Detroit teachers have approved a one-year contract that freezes their salary levels for a second year and defers payment on five workdays until future years.
While the deal made no one happy, it spared teachers the 5 percent pay cut district officials had originally proposed. It also avoided most layoffs threatened last spring as the 140,000-student Detroit system continues to grapple with a deficit that was estimated at some $200 million in its $1.5 billion budget in the past school year.
“We’re not sitting here thinking this is a great, great contract,” said Janna K. Garrison, the president of the Detroit Federation of Teachers. “But under the circumstances, we think we were able to get something we could work with for a year.”
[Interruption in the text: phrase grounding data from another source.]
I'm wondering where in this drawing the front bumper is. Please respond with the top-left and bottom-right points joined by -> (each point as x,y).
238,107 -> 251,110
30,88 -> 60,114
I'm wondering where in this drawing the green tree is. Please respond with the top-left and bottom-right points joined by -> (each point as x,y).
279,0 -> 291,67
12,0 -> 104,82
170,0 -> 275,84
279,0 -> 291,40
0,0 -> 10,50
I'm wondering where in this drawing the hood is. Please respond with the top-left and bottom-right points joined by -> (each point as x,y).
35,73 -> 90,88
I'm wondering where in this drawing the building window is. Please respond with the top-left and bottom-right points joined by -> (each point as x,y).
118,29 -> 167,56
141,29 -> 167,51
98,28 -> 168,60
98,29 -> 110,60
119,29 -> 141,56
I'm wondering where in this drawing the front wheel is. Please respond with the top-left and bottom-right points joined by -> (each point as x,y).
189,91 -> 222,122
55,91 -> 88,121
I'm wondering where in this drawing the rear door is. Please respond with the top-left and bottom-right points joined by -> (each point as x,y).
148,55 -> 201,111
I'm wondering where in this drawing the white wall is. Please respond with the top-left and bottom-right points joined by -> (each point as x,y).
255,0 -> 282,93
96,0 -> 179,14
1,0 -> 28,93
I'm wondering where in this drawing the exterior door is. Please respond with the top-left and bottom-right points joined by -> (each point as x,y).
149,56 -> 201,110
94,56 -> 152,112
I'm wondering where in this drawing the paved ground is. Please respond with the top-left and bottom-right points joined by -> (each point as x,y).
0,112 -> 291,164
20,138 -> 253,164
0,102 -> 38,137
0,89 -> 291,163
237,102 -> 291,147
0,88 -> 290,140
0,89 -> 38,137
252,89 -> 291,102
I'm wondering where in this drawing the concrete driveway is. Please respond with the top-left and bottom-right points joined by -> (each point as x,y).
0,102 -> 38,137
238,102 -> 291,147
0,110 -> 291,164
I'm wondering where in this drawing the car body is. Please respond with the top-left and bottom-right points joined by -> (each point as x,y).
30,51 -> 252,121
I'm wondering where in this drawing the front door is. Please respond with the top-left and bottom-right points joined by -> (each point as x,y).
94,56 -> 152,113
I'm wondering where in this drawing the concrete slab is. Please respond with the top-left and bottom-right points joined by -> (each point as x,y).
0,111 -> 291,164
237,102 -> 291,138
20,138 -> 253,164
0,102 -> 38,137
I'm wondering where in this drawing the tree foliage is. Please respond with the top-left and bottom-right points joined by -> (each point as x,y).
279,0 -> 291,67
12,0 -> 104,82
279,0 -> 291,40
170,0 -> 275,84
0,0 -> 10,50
The 10,500-member union, an affiliate of the American Federation of Teachers, threatened to strike at the beginning of the school year, but voted instead to return to work on the basis of the contract the members then ratified in results announced Sept. 16.
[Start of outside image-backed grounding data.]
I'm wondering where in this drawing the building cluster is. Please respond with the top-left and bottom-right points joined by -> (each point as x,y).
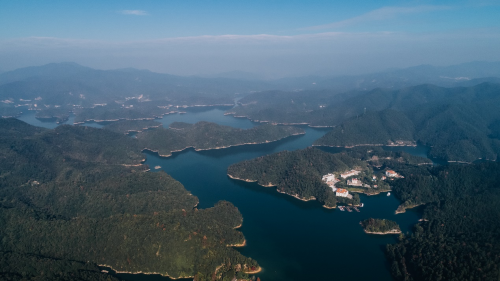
322,172 -> 353,199
322,173 -> 339,192
322,168 -> 402,200
347,178 -> 362,186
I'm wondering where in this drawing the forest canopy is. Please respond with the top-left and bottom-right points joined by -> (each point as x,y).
0,118 -> 259,281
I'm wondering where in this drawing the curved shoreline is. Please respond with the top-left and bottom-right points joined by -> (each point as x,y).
363,229 -> 402,235
227,239 -> 246,247
223,112 -> 335,128
312,142 -> 417,148
395,203 -> 424,214
142,132 -> 306,158
98,264 -> 193,280
245,266 -> 263,274
228,173 -> 336,209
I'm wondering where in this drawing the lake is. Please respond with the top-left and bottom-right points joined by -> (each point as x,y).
17,106 -> 423,281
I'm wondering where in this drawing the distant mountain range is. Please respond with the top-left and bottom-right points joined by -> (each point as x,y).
270,61 -> 500,91
2,61 -> 500,129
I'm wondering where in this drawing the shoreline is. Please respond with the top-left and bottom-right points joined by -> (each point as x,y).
313,142 -> 417,148
143,132 -> 305,159
395,203 -> 424,214
245,266 -> 263,274
227,239 -> 246,247
69,103 -> 234,124
228,173 -> 338,209
223,112 -> 335,128
98,264 -> 193,280
363,229 -> 402,235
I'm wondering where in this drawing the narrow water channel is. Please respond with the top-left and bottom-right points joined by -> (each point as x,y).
17,107 -> 423,281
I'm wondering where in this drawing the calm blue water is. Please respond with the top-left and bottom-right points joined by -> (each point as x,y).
16,107 -> 423,281
16,110 -> 104,129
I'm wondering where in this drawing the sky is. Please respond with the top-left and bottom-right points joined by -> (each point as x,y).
1,0 -> 500,78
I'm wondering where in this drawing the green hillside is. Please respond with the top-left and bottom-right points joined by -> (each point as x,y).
138,121 -> 305,157
0,118 -> 259,281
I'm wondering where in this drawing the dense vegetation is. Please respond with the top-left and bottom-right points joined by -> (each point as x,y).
0,118 -> 259,281
0,251 -> 120,281
314,83 -> 500,162
227,146 -> 433,206
35,107 -> 71,123
227,148 -> 366,207
338,146 -> 432,167
138,121 -> 304,157
103,119 -> 162,134
329,146 -> 432,195
360,218 -> 401,234
314,110 -> 415,147
229,82 -> 500,127
386,162 -> 500,281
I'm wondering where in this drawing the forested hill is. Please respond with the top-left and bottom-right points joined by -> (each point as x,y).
314,83 -> 500,162
386,162 -> 500,281
360,218 -> 401,234
137,121 -> 305,157
228,82 -> 500,127
313,110 -> 415,147
0,118 -> 259,281
227,146 -> 432,207
227,148 -> 366,208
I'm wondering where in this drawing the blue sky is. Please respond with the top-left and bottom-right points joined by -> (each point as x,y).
1,0 -> 500,77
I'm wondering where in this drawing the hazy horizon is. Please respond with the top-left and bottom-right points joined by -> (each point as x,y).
1,1 -> 500,78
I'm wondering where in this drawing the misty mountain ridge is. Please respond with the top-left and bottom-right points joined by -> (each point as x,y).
272,61 -> 500,91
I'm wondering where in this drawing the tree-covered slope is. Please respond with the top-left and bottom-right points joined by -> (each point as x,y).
0,251 -> 121,281
386,163 -> 500,281
360,218 -> 401,234
138,121 -> 305,157
314,110 -> 415,147
315,83 -> 500,162
229,83 -> 500,128
0,119 -> 259,281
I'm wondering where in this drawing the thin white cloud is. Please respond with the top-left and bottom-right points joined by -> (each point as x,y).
1,28 -> 500,77
302,5 -> 451,30
118,10 -> 148,16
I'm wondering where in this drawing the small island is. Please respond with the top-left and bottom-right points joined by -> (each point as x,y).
138,121 -> 305,157
360,218 -> 401,234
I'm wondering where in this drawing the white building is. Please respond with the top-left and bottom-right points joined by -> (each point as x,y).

In addition to the salary freeze and the deferred pay, the agreement takes away five of the teachers’ 15 sick days until the end of the year and requires them to pay more for nongeneric prescription drugs.
On the other hand, Ms. Garrison said, more than 1,900 of the 2,200 teachers who were sent layoff notices in the spring have already been recalled, and she expects the remaining teachers who want to work to be recalled as well.
District officials did not return calls seeking comment.